Les personnes trans* font face à une précarité sociale et professionnelle particulièrement grave: le taux de chômage des personnes trans* en Suisse s’élève à 20%, soit plus de 5 fois la moyenne de la population générale, indique l’enquête «Trans-Fair» menée par l’association nationale Transgender Network Switzerland en 2015. 30.8% des personnes trans* qui ont répondu à l’enquête et en situation de chômage avaient perdu leur emploi explicitement en raison des réactions transphobes suite à l’annonce de leur transition. De nombreuses personnes trans* se trouvent à la rue. 4a. Êtes-vous en faveur de la mise en place par l’État d’actions spécifiques afin de lutter contre la précarité des personnes trans*?
Oui : « Dans une société très conformiste, il est toujours très difficile d'être "différent-e". Je me demande ce qui entendu par "actions spécifiques par l'Etat". Il y a des problèmes déjà à l'embauche et ensuite lors d'une transition. Il est peut-être plus facile de s'attaquer au problème lorsqu'un-e trans est en emploi notamment dans la fonction publique.  »

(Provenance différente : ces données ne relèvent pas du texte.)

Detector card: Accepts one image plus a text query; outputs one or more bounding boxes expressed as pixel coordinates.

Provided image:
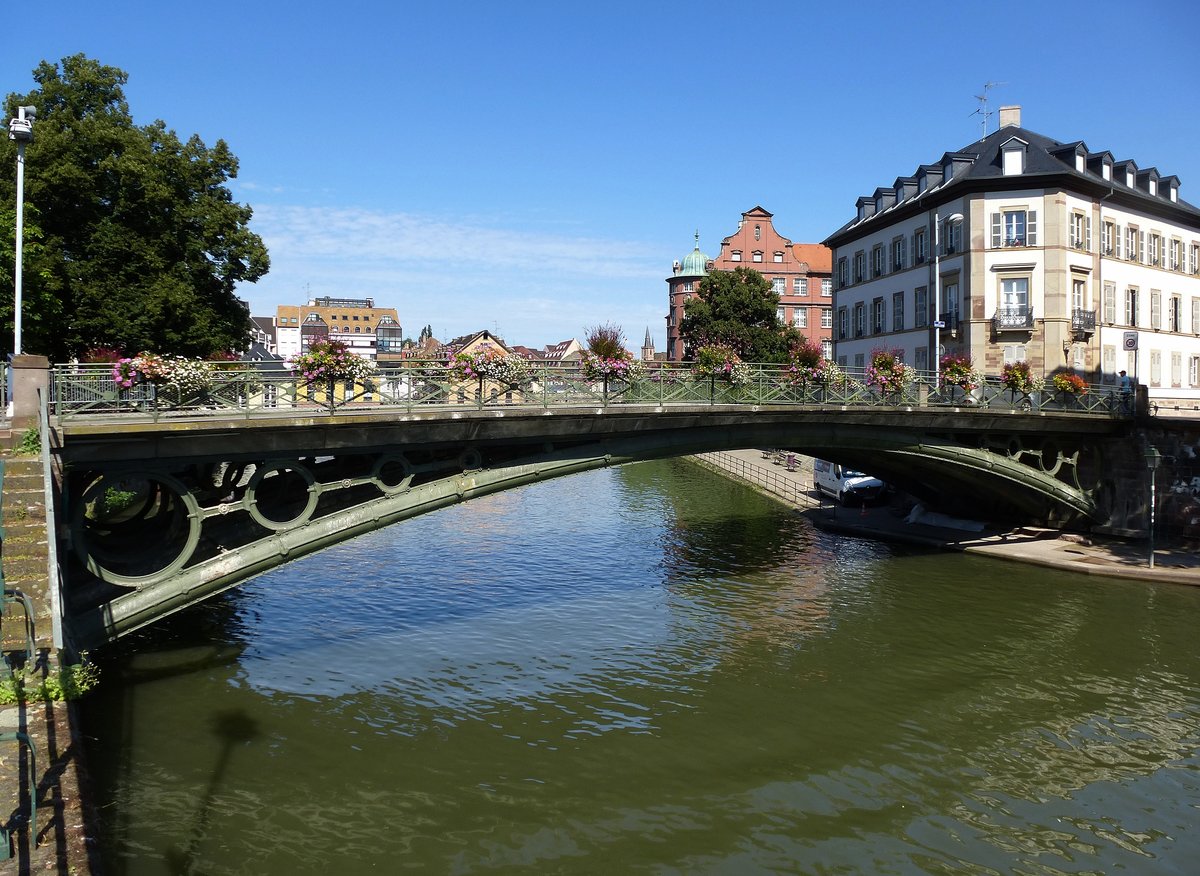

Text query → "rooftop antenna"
[971,82,1008,139]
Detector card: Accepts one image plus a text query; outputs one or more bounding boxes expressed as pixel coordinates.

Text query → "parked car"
[812,460,888,505]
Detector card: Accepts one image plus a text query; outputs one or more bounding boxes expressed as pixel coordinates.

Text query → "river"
[82,460,1200,876]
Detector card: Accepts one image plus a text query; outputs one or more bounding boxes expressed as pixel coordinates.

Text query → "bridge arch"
[49,404,1128,647]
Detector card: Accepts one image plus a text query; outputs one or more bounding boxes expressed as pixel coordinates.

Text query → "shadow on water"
[167,710,259,876]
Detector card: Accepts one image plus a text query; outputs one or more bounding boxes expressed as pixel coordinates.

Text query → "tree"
[0,54,269,360]
[679,268,800,362]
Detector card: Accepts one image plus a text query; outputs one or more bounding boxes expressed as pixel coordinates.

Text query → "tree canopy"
[0,54,270,360]
[679,266,803,362]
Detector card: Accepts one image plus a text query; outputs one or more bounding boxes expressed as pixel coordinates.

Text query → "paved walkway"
[696,450,1200,586]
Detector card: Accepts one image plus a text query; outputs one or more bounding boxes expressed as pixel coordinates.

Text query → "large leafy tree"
[679,268,803,362]
[0,55,269,360]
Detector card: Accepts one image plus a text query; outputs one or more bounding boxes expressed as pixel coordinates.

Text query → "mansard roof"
[823,117,1200,246]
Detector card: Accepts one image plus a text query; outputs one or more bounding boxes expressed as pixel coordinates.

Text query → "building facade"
[275,298,403,362]
[666,206,833,362]
[826,107,1200,409]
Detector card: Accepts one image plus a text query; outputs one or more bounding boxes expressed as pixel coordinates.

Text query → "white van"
[812,460,888,505]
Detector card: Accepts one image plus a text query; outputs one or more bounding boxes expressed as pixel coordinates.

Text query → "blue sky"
[0,0,1200,349]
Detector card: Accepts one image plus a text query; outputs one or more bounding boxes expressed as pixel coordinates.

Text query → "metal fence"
[50,361,1133,422]
[696,450,821,508]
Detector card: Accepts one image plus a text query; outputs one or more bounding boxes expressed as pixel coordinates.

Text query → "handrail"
[52,361,1133,424]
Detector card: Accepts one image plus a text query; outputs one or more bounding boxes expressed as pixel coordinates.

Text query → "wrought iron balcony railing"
[991,307,1033,331]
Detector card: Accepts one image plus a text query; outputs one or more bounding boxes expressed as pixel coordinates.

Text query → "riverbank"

  Les personnes trans* sont également davantage la cible de violences et de discriminations: plus de la moitié des personnes trans* ont été la cible de discriminations ou d’au moins une forme de violence durant les 12 derniers mois, en particulier dans les domaines du travail, de la santé et de l’éducation. La Constitution genevoise comporte un principe de non-discrimination vis-à-vis de l’orientation sexuelle d’une personne, mais pas de son identité de genre. 4b. Êtes-vous en faveur de l’inscription d’un principe de non-discrimination lié à l’identité de genre dans la Constitution genevoise?

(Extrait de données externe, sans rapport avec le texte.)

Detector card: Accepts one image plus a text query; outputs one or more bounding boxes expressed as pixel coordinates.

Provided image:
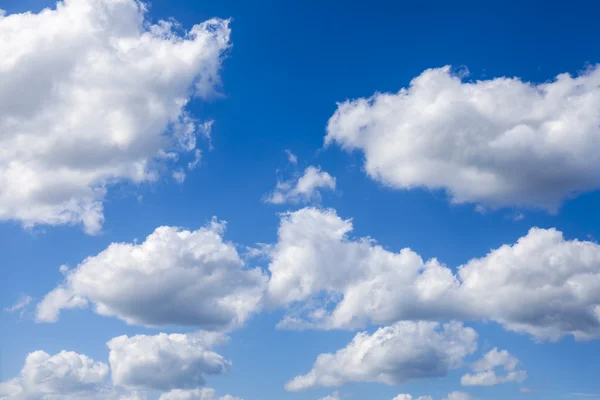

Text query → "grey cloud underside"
[36,220,267,330]
[286,322,477,391]
[268,208,600,340]
[0,0,230,234]
[0,332,240,400]
[325,66,600,212]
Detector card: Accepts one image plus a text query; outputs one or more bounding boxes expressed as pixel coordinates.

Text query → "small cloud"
[244,243,273,258]
[4,294,33,318]
[173,169,185,183]
[285,149,298,165]
[519,388,535,393]
[58,264,69,276]
[264,166,336,204]
[188,149,202,171]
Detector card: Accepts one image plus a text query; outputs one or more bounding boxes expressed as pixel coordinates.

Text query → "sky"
[0,0,600,400]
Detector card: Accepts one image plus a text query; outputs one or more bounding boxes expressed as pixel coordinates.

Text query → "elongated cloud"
[108,333,231,390]
[325,66,600,212]
[0,0,230,233]
[268,208,600,340]
[285,322,477,391]
[460,348,527,386]
[36,220,267,330]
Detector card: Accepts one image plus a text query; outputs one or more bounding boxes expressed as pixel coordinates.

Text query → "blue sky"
[0,0,600,400]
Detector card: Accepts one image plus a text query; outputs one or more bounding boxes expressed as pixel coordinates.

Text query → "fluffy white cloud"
[268,208,600,340]
[4,294,33,313]
[285,321,477,391]
[460,348,527,386]
[0,0,230,233]
[393,394,433,400]
[320,391,341,400]
[0,351,108,400]
[444,392,473,400]
[158,389,241,400]
[265,166,336,204]
[36,220,267,330]
[325,66,600,212]
[107,333,231,390]
[285,150,298,164]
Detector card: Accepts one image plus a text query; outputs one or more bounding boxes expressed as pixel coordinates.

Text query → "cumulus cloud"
[0,351,108,400]
[107,333,231,390]
[285,150,298,164]
[0,0,230,233]
[444,392,473,400]
[325,66,600,212]
[268,208,600,340]
[158,389,241,400]
[393,394,433,400]
[285,321,477,391]
[0,346,234,400]
[36,220,267,330]
[460,348,527,386]
[320,391,341,400]
[265,166,336,204]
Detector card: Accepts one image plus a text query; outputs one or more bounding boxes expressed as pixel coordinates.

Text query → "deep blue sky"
[0,0,600,400]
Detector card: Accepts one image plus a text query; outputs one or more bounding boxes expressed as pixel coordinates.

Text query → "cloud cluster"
[36,220,267,330]
[265,166,336,204]
[325,66,600,212]
[158,389,241,400]
[268,208,600,340]
[285,322,477,391]
[460,348,527,386]
[0,0,230,233]
[393,394,433,400]
[0,332,240,400]
[0,351,108,400]
[394,392,472,400]
[107,333,231,390]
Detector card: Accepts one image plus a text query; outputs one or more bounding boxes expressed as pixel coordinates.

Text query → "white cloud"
[325,66,600,212]
[0,351,108,400]
[0,0,230,233]
[36,220,267,330]
[107,333,231,390]
[285,321,477,391]
[158,389,241,400]
[285,150,298,164]
[4,294,33,313]
[265,166,336,204]
[172,168,185,184]
[393,394,433,400]
[460,348,527,386]
[321,391,341,400]
[268,208,600,340]
[444,392,473,400]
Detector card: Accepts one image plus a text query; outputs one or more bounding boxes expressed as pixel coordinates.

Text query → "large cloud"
[460,348,527,386]
[0,346,241,400]
[285,322,477,391]
[268,208,600,340]
[265,166,336,204]
[0,351,108,400]
[107,333,231,390]
[325,66,600,212]
[0,0,229,233]
[36,220,267,330]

Oui : « Un oui sans hésitation.  »
  Le DSM (Manuel diagnostique et statistique des troubles mentaux) considère malheureusement la transidentité comme la dysphorie de genre, un trouble mental. Si un accompagnement médical est nécessaire, en particulier pour la prise d’hormones ou les opérations chirurgicales, le fait d’être trans* est toujours considéré comme une pathologie. Cette situation est dénoncée par les associations de protection des droits des personnes trans*, par la Fédération et ses associations membres et par des professionnel.le.s de la santé et des études de terrain. 4c. Êtes-vous en faveur d’une dépathologisation de la transidentité?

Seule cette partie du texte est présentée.